Possible Usage Scenarios

In a server-side Java application, the standard setup relies on a RDBMs together with a set of business components and a presentation tier. If you've kept up with the latest industry advances, you have a good O/R mapping tool such as Hibernate to transparently and non-intrusively convert your object structure to/from database tables. Recently, there has been a noticeable trend to replace RDBMs, especially for smaller applications by embedded in-memory databases with less sophisticated, but typically much faster querying capabilities.

In a desktop Java application, programmers frequently rely on a large set of configuration files to store user preferences and other persistent application state. A large amount of time is devoted to the management of configuration data and frequently end-users are not allowed to configure simple application behavior simply because programmers don't have the time to make "everything" configurable and need to selectively predict the most important parameters of potential interest to users. With HyperGraphDB, all beans that have to do with configuration can simply be added as atoms and they will be managed from there on.

Bioinformatics projects form a category of fairly complex software that not only can benefit form a data management piece like HyperGraphDB, but also constitute a very natural fit for it. Frequently, such projects need to manage highly complex descriptive information based on structured taxonomies (or ontologies), together with large sets of experimental data. In addition, sophisticated algorithms operate on both experimental and ontological data in order to infer interaction networks at various level of biological organization. HyperGraphDB is designed to facilitate all those activities.

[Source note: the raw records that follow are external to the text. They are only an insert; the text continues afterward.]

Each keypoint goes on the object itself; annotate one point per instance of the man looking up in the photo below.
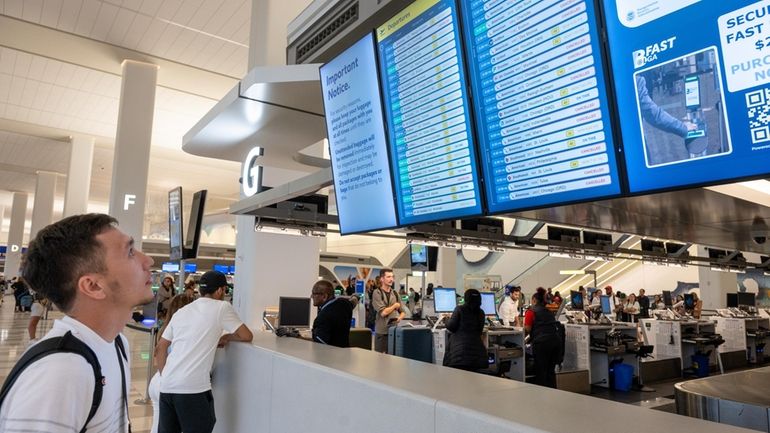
(89, 268)
(193, 334)
(386, 304)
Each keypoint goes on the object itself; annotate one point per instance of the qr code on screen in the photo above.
(758, 104)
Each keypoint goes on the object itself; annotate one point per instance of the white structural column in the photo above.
(15, 235)
(132, 147)
(714, 285)
(79, 175)
(42, 209)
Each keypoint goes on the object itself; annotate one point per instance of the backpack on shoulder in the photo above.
(67, 343)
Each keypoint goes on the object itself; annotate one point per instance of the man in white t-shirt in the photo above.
(192, 335)
(90, 270)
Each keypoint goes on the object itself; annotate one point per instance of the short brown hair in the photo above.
(63, 252)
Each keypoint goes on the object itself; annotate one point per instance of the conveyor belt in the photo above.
(739, 399)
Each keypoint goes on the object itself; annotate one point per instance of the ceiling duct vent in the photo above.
(317, 36)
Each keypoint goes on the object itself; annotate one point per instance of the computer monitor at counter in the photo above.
(445, 299)
(294, 312)
(488, 304)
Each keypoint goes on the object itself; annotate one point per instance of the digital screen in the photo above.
(426, 106)
(445, 300)
(576, 299)
(294, 312)
(170, 267)
(541, 103)
(746, 298)
(357, 144)
(693, 90)
(605, 302)
(419, 256)
(488, 303)
(175, 233)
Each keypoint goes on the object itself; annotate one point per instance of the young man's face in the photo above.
(127, 271)
(387, 279)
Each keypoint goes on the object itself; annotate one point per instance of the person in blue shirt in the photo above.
(658, 117)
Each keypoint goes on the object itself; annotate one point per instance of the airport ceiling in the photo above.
(60, 76)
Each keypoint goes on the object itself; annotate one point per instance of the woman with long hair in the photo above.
(465, 349)
(540, 324)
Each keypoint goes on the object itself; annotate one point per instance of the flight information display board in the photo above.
(541, 103)
(426, 105)
(692, 80)
(357, 144)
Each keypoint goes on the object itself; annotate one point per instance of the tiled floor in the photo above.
(14, 340)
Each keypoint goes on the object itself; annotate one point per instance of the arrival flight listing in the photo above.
(693, 85)
(426, 105)
(541, 102)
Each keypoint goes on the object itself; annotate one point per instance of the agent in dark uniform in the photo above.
(541, 326)
(465, 349)
(332, 324)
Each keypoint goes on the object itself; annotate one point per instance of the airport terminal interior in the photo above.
(591, 148)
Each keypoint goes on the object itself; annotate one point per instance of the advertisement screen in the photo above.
(426, 106)
(692, 80)
(357, 144)
(541, 107)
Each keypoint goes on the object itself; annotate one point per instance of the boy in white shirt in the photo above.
(193, 334)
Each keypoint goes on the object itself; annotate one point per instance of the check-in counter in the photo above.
(282, 385)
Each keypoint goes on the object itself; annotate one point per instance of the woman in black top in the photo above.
(465, 349)
(541, 326)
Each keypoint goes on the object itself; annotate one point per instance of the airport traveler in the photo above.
(37, 311)
(165, 293)
(631, 309)
(510, 307)
(465, 349)
(90, 270)
(192, 335)
(697, 306)
(332, 324)
(387, 304)
(541, 326)
(153, 390)
(644, 304)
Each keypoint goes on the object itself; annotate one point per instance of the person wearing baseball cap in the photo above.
(186, 354)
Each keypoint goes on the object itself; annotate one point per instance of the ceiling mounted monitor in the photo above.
(541, 103)
(426, 100)
(692, 91)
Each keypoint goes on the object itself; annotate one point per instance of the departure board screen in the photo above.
(541, 105)
(426, 106)
(357, 144)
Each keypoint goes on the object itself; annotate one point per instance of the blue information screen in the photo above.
(541, 102)
(357, 143)
(426, 106)
(692, 80)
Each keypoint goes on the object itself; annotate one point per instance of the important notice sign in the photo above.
(426, 104)
(357, 144)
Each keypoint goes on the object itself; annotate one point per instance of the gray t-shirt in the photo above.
(382, 300)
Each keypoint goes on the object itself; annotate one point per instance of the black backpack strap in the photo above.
(121, 352)
(67, 343)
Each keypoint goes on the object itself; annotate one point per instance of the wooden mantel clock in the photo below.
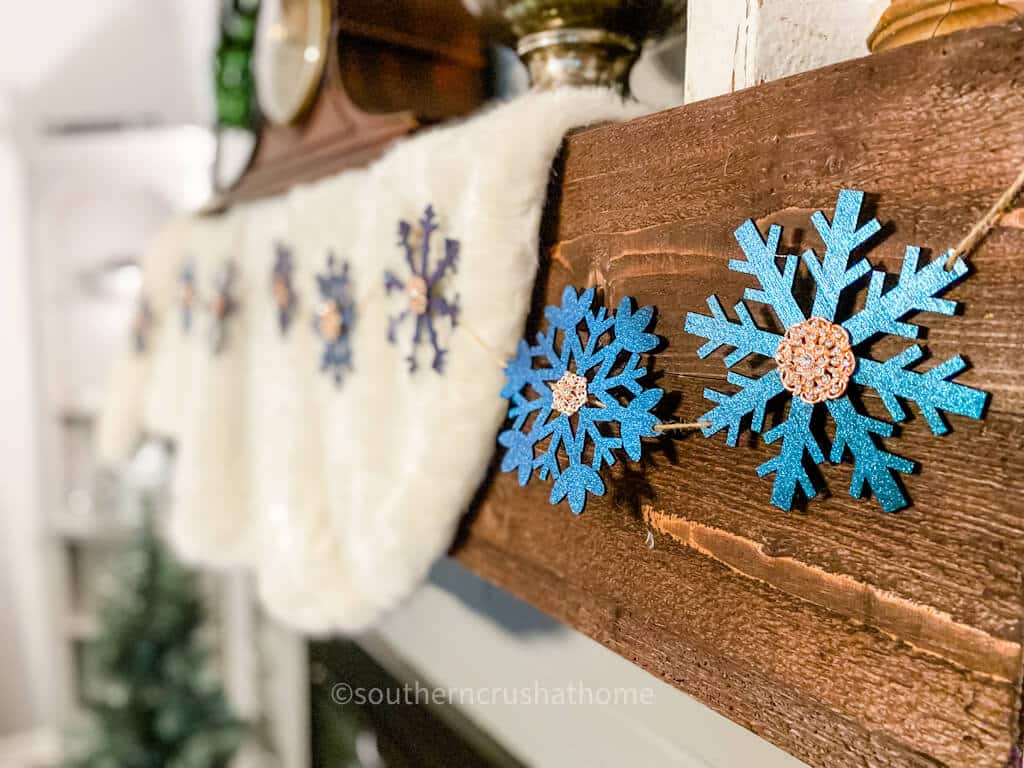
(339, 80)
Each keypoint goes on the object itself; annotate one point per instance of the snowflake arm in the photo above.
(842, 238)
(776, 287)
(916, 291)
(392, 283)
(932, 390)
(428, 225)
(744, 337)
(404, 232)
(872, 465)
(788, 465)
(448, 262)
(753, 398)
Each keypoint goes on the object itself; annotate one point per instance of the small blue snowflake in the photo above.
(813, 372)
(421, 287)
(563, 378)
(281, 284)
(334, 318)
(223, 306)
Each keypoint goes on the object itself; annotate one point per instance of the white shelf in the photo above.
(89, 528)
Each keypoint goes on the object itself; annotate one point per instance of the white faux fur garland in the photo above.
(342, 483)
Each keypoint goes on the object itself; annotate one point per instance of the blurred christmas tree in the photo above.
(154, 701)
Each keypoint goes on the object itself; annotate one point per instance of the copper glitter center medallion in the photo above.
(330, 323)
(815, 360)
(416, 292)
(568, 393)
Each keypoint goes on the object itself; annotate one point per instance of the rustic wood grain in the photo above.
(844, 635)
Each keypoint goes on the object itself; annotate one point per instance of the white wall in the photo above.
(469, 634)
(25, 613)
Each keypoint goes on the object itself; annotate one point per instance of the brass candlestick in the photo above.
(579, 42)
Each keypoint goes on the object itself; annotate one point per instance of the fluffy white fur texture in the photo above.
(211, 523)
(341, 498)
(132, 401)
(389, 462)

Semantic Web projects are an obvious domain of application of HyperGraphDB. The so called "conceptual graphs" or RDF graphs and even the more advanced modeling practices utilizing higher-order relationships have a straightforward and natural expression within the HyperGraphDB framework.

Networks research can benefit from the capacity of HyperGraphDB to store very large, distributed graphs and have pattern mining, computationally intensive algorithms operate on them.